Mendoza gave me a flat look from across the room, but what else was I supposed to say? I couldn’t leave without saying anything.
We walked out and shut the door after ourselves, but he waited until we had rattled down the three flights of stairs and were outside the building before he spoke, and when he did, it wasn’t to chastise me about making promises I couldn’t keep. “That was quite a performance,” he said instead, blandly.
I turned to look at him as we stepped onto the sidewalk and headed for the corner. “You think she was acting?”
He looked back. “I think she might have been. That wasn’t the same person who stood up at your husband’s funeral and pointed the finger at you.”
He pulled out his keys as we turned the corner, and jangled them back and forth.
No, it hadn’t been. Not even close. “Wouldn’t that mean that this is real grief,” I suggested, “and the funeral was just shock? And anger.”
And fear that the police would think she was responsible for David’s death, so she had to deflect the blame onto me.
“Just because she was performing at the funeral doesn’t mean she isn’t performing now,” Mendoza said. He keyed his doors open, but instead of getting in, he leaned that excellent posterior against the side of his Jeep and faced me. “All it means is that she’s a good performer.”
“Surely you jest.” The performance—and yes, it had been one—at David’s funeral had been high camp, from the veiled hat and black-rimmed handkerchief to being escorted out by the two best-looking men in the audience.
“Think about it,” Mendoza said. “At your husband’s funeral, she was the other woman. Everyone was looking at her, judging her. She had to play a part—the heartbroken mistress, wronged and grieving. Now? Now she’s alone with us, and she knows I’m investigating a murder. Different audience, different performance.”
Maybe. But then again, maybe not. “You think she killed him?”
“I think it’s possible,” Mendoza said. “Did you happen to notice that she didn’t ask how he died?”
I hadn’t, until he mentioned it. “Couldn’t that just be because she was overwhelmed by grief and wasn’t thinking straight?” And not because she already knew the answer?
“You asked when I came to notify you about Mr.
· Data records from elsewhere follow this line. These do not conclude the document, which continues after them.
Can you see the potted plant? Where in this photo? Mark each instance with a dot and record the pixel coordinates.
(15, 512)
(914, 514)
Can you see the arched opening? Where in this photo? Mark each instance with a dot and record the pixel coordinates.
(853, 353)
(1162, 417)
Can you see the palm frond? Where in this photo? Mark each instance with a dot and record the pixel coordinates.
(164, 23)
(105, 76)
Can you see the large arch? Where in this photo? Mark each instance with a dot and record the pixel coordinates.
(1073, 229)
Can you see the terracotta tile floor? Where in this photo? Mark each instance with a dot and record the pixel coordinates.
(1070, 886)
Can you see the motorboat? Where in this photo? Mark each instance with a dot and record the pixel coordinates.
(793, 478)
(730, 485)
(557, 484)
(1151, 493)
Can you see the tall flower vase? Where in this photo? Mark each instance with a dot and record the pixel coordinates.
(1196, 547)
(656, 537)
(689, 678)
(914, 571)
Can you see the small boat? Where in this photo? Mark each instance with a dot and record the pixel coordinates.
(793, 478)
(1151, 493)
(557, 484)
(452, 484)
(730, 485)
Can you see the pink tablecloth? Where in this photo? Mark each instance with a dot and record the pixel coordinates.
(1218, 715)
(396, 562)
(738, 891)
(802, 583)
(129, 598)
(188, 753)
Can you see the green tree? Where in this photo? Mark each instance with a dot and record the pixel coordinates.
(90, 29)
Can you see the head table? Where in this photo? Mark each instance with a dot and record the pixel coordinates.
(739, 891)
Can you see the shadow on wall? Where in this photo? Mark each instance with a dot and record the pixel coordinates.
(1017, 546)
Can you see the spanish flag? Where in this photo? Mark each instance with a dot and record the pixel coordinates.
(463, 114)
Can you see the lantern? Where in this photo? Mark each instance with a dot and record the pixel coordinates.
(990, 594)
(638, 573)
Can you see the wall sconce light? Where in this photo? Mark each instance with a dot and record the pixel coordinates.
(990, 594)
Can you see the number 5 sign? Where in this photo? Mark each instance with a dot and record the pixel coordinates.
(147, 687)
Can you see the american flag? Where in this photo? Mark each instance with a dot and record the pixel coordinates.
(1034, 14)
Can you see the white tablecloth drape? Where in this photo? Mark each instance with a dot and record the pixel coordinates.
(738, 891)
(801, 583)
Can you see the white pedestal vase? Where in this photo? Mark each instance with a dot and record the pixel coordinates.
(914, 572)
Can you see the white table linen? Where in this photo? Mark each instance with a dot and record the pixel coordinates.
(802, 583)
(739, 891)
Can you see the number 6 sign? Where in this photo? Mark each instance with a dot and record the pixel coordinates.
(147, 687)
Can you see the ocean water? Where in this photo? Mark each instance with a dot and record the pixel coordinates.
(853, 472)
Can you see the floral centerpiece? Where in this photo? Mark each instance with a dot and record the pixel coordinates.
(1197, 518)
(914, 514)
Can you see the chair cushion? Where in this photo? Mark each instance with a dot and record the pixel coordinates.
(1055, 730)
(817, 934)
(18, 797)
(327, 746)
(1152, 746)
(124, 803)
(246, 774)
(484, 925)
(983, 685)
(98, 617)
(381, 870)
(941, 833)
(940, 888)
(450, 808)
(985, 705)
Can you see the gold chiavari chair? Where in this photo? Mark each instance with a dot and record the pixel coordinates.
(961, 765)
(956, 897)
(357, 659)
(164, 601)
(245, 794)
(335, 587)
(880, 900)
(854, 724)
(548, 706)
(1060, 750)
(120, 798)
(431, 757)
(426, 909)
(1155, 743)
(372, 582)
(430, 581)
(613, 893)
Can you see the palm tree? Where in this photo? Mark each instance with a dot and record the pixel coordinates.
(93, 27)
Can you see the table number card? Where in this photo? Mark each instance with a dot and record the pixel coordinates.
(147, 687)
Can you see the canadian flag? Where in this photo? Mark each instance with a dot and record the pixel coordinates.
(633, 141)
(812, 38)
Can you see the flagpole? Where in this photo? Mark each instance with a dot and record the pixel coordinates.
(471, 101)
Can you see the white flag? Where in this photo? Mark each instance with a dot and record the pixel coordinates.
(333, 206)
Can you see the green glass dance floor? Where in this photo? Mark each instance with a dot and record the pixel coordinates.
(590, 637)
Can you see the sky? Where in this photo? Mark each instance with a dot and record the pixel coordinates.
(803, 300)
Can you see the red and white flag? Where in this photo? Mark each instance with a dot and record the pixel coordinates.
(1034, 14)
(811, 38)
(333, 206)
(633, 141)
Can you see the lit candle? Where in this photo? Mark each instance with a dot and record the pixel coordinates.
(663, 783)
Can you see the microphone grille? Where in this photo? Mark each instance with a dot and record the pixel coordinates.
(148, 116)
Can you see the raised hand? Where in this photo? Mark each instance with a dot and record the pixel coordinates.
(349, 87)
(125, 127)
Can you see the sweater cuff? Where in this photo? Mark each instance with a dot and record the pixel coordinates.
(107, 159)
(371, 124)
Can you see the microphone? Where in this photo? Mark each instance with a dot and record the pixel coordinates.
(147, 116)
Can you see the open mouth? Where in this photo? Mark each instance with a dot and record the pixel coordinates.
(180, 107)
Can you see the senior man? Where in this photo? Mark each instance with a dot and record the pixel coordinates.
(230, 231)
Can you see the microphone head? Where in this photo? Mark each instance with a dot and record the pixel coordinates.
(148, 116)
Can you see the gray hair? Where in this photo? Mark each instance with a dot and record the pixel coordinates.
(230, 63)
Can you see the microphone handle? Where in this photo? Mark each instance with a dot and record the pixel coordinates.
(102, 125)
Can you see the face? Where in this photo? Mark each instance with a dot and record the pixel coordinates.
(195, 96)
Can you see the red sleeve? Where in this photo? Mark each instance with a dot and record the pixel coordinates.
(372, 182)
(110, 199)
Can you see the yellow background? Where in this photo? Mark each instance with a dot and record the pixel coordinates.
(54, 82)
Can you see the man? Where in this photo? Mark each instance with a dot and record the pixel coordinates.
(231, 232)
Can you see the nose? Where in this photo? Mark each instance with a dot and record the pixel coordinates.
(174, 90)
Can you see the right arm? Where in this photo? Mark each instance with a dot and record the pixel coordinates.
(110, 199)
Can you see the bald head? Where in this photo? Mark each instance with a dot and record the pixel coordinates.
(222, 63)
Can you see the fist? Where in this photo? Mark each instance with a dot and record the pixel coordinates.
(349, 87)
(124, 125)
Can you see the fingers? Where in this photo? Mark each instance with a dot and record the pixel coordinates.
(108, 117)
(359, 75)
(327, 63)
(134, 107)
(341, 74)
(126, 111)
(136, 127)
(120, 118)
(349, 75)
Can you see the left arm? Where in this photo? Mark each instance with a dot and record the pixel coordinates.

Kelly’s death,” Mendoza pointed out.
“But I was hardly overwhelmed with grief on that occasion, was I?”
It had been the best news I’d gotten since David left me, in fact. We were still married, and I still stood to inherit. Had he lasted one more day, until the divorce was final, I would have been left destitute.
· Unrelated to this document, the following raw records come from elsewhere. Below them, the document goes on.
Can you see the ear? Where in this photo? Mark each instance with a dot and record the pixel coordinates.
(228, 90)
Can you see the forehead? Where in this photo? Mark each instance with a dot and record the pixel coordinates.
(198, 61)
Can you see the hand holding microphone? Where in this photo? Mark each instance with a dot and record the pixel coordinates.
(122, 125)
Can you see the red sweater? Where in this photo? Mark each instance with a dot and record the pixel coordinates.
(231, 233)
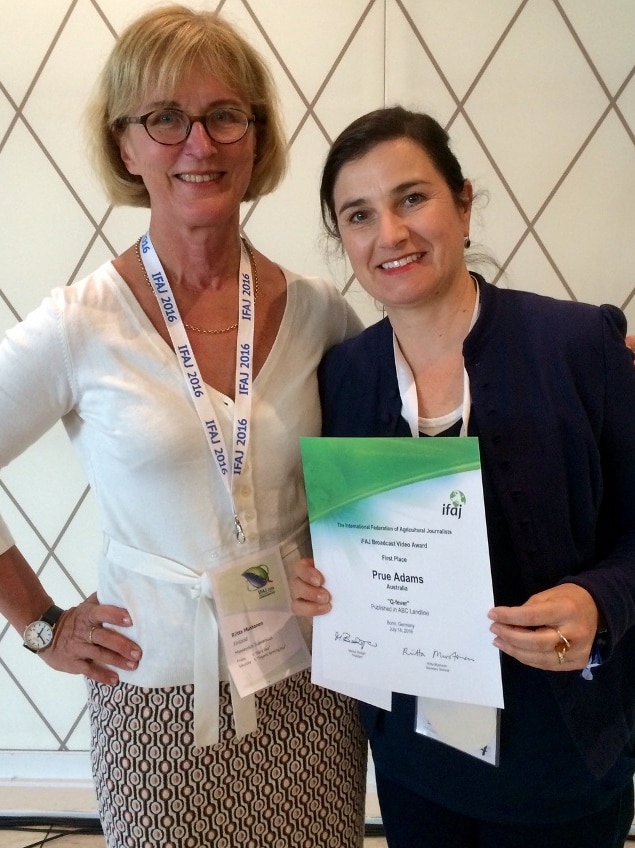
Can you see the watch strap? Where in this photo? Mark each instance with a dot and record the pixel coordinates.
(52, 615)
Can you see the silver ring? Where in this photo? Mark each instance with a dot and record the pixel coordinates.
(562, 647)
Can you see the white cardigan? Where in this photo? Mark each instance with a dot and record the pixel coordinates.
(90, 356)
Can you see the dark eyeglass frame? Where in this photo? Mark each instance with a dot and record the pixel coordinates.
(191, 120)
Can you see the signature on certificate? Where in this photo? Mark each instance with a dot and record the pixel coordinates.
(353, 640)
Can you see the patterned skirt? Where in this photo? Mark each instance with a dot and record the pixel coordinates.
(298, 781)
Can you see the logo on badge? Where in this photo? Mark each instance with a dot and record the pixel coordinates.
(257, 578)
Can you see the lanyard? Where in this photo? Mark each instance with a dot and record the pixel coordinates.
(408, 387)
(229, 467)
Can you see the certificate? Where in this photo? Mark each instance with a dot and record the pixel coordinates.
(398, 530)
(261, 637)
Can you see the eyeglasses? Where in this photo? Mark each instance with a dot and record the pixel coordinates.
(172, 126)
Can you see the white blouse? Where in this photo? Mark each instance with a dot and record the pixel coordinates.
(90, 356)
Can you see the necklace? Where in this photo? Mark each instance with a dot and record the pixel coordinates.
(254, 269)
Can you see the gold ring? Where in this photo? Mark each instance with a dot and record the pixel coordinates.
(562, 647)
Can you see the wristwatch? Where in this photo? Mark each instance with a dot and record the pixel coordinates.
(39, 634)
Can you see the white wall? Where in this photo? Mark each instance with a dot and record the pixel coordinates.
(539, 98)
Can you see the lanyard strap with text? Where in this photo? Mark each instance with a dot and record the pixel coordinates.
(228, 467)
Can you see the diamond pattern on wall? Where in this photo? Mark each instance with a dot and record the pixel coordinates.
(539, 99)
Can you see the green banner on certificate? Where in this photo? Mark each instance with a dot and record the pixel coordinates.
(342, 471)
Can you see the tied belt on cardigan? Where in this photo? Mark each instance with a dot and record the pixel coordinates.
(207, 649)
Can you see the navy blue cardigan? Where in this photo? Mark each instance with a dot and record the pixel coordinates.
(553, 406)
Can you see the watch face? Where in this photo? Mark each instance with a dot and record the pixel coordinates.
(38, 635)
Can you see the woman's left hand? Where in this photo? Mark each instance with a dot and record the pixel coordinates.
(532, 633)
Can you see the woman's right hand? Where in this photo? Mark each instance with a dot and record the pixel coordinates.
(308, 595)
(83, 645)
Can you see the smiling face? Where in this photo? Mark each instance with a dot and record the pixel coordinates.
(198, 182)
(400, 224)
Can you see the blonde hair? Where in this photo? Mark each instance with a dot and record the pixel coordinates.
(154, 53)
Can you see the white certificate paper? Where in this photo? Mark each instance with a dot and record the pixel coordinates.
(261, 637)
(398, 530)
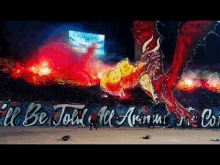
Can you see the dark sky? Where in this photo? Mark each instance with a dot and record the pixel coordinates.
(23, 37)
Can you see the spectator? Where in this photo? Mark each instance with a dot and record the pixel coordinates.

“Be that as it may,” Mendoza said blandly, but with a glint in his eyes that made me think he remembered, as I certainly did, that I had opened the door for him in my bathrobe, with a glass of wine in my hand, when he came to notify me that my husband was dead. “Jacquie hired you to find out if Nick was cheating. You told her he wasn’t. But what if you were wrong? What if she found out on her own—saw something, heard something—and decided to take matters into her own hands?”
It was possible, I suppose. Or not impossible. However— “A bullet between the eyes seems a little much for a cheating boyfriend, don’t you think?”
“Maybe that’s the point,” Mendoza said.
“I don’t think she knows about the mob connection, though.” I certainly hadn’t told her.